Comprendre les humains à travers leur espace domestique, c’est la démarche de la photographe Françoise Huguier et du philosophe Emanuele Coccia, tous deux invités au Centre photographique Rouen Normandie. 

Par Isabelle Revol

Jusqu’au 27 septembre, le Centre photographique Rouen Normandie expose Françoise Huguier, une photographe française de renom, (prix Anna-Politkovskaia, lauréate Villa Médicis hors les murs, World Press Photo,…) qui a rapporté beaucoup de photos de l’ex-URSS à l’époque des appartements communautaires. La spécificité de Françoise Huguier ? Observer le monde de la sphère domestique des humains. De leur cuisine, de leur salle de bain, de leurs toilettes. Le Centre photographique a profité de cette Matière terrestre(nom de l’exposition) pour inviter Emanuele Coccia, philosophe et auteur de Philosophie de la maison (Payot) à donner une conférence sur l’espace domestique et la notion de « habiter ». Brillante juxtaposition !   

Devant une cinquantaine de participants assemblé dans une salle comble, le philosophe a rappelé que les institutions (exemple : le mariage, la famille traditionnelle) ont été longtemps le support exclusif de la manière d’habiter. Mais  les mœurs ont évolué : par exemple, surtout en occident, la loi sur le mariage entre personnes du même sexe a généré d’autres manières de partager un espace commun. « Aujourd’hui, a-t-il relevé,  on ne se met plus nécessairement ensemble pour avoir des enfants : on n’a pas besoin de se marier pour cela. La série « Friends » a d’ailleurs bien montré que ce qui compte d’abord, ce sont les affinités ».  

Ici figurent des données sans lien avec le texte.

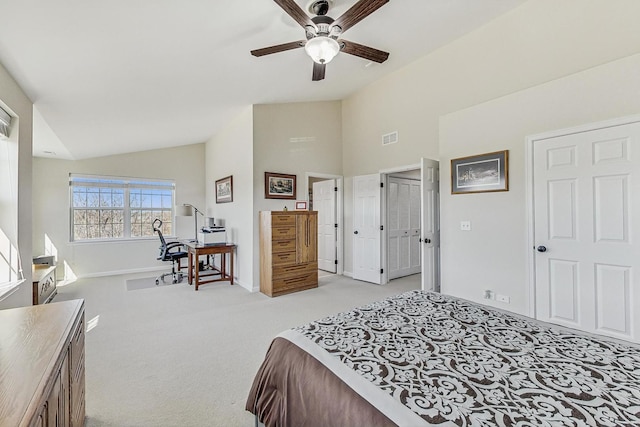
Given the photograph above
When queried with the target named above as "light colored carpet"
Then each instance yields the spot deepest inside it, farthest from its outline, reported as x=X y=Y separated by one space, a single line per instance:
x=171 y=356
x=148 y=282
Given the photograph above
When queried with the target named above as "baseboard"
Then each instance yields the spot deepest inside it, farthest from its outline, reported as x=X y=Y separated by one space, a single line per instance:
x=117 y=272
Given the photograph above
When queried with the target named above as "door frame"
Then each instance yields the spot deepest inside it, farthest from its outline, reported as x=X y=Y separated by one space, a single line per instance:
x=384 y=243
x=339 y=213
x=529 y=167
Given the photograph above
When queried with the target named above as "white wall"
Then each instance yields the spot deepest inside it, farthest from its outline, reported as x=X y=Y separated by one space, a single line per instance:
x=274 y=151
x=231 y=153
x=15 y=203
x=184 y=164
x=495 y=253
x=538 y=42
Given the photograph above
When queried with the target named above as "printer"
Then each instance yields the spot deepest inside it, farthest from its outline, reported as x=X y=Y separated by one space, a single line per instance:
x=212 y=235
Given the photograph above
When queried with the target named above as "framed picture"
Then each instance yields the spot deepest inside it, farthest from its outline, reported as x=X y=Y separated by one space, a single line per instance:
x=279 y=186
x=224 y=190
x=481 y=173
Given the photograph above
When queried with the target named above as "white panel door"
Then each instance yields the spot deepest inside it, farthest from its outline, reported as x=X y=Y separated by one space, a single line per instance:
x=366 y=228
x=587 y=240
x=324 y=201
x=430 y=209
x=403 y=227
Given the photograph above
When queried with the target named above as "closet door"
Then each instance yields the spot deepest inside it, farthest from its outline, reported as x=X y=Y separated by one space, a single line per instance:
x=587 y=237
x=306 y=238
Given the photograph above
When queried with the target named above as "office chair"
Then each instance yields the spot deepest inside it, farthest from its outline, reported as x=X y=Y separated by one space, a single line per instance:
x=169 y=252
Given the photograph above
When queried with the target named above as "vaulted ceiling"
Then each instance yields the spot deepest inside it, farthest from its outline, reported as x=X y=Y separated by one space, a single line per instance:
x=109 y=77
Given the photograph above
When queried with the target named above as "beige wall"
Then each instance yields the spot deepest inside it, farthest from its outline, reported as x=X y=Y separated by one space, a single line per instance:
x=15 y=204
x=230 y=153
x=274 y=151
x=495 y=254
x=538 y=42
x=183 y=164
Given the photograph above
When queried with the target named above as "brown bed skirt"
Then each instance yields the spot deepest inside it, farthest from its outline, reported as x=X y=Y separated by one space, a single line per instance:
x=293 y=389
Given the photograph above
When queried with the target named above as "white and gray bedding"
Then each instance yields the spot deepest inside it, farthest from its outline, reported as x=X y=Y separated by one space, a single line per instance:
x=423 y=358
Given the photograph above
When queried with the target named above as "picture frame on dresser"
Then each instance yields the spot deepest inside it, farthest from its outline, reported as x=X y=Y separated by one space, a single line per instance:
x=279 y=186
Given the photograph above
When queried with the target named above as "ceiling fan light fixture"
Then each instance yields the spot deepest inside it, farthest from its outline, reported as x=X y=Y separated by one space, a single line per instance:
x=322 y=49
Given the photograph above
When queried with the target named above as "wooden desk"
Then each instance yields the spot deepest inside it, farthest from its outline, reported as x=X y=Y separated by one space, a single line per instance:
x=195 y=250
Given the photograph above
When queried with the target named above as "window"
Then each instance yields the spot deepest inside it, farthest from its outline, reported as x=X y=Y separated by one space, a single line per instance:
x=108 y=208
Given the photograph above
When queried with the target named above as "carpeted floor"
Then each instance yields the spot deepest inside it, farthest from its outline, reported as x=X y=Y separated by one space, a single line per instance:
x=170 y=356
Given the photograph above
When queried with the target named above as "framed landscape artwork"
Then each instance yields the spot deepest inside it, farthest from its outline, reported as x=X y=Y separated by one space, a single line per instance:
x=480 y=173
x=279 y=186
x=224 y=190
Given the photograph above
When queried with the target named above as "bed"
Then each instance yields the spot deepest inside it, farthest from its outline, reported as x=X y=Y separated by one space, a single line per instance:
x=423 y=358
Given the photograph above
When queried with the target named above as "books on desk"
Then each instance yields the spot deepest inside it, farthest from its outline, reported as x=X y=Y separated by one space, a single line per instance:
x=212 y=236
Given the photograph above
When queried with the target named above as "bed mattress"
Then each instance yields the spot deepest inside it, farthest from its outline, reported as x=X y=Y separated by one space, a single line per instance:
x=423 y=358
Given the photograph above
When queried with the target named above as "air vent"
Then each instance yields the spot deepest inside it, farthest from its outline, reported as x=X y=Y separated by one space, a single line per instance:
x=390 y=138
x=299 y=139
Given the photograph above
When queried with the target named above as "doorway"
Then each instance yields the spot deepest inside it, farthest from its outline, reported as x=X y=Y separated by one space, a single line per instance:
x=374 y=225
x=325 y=196
x=584 y=231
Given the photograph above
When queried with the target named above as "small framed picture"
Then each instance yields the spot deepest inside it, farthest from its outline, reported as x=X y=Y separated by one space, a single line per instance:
x=279 y=186
x=480 y=173
x=224 y=190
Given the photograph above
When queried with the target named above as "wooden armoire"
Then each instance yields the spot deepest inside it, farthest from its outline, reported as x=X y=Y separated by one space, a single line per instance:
x=288 y=251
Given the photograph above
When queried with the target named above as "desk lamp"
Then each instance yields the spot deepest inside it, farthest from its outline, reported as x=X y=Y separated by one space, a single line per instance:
x=189 y=210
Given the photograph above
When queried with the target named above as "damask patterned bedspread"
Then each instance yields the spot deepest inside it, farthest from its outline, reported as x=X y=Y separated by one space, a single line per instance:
x=454 y=362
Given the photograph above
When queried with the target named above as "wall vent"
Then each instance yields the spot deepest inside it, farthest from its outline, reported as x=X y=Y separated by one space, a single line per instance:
x=390 y=138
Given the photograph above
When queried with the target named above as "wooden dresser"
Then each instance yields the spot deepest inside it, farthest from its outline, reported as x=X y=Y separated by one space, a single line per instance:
x=42 y=365
x=288 y=251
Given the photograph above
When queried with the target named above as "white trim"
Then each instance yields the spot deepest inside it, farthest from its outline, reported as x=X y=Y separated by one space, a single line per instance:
x=529 y=166
x=8 y=289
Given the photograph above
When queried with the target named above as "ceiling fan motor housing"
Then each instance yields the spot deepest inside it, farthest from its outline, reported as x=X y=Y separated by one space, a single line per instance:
x=320 y=7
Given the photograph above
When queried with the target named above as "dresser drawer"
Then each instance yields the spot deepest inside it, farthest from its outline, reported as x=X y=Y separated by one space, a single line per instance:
x=286 y=271
x=283 y=245
x=282 y=219
x=283 y=233
x=281 y=258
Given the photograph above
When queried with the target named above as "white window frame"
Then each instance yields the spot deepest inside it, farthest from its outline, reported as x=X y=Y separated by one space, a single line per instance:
x=126 y=184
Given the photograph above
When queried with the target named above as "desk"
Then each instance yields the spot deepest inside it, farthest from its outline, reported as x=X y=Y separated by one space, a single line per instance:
x=195 y=249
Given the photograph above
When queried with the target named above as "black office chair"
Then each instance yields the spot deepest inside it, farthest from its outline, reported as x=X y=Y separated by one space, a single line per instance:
x=172 y=251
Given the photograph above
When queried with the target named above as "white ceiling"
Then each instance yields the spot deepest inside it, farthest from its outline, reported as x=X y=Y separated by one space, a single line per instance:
x=117 y=76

Les mœurs évoluent plus vite que les pouvoirs publics, a souligné le philosophe. Les petits logements sont insuffisants dans une société où les gens divorcent davantage et choisissent de plus en plus souvent de vivre seuls même s’ils sont en couple. En effet, la technologie permet de mener une vie de couple sans partager le quotidien. Le philosophe a fait référence aux amoureux qui se rencontrent plus souvent sur WhatsApp que dans la réalité et dont la proximité est peu géographique. Alors, avis aux architectes et aux urbanistes publics et privés ! Emanuele Coccia a aussi apporté du grain à moudre aux seniors qui réfléchissent à l’endroit où ils aimeraient vivre plus tard, plus vieux, sans se retrouver isolés, sans espoir d’échange et d’amitié. Il a notamment évoqué les monastères du Moyen-Age en les présentant comme un exemple de « vivre ensemble » avec des communs et une chambre à soi (si importante pour Virginia Woolf). A nous de nous emparer de ces réflexions philosophiques pour inventer ce qui peut l’être encore. Ainsi les béguinages émergent dans le nord de l’Europe, et d’autres modes d’habiter sont peut-être à venir.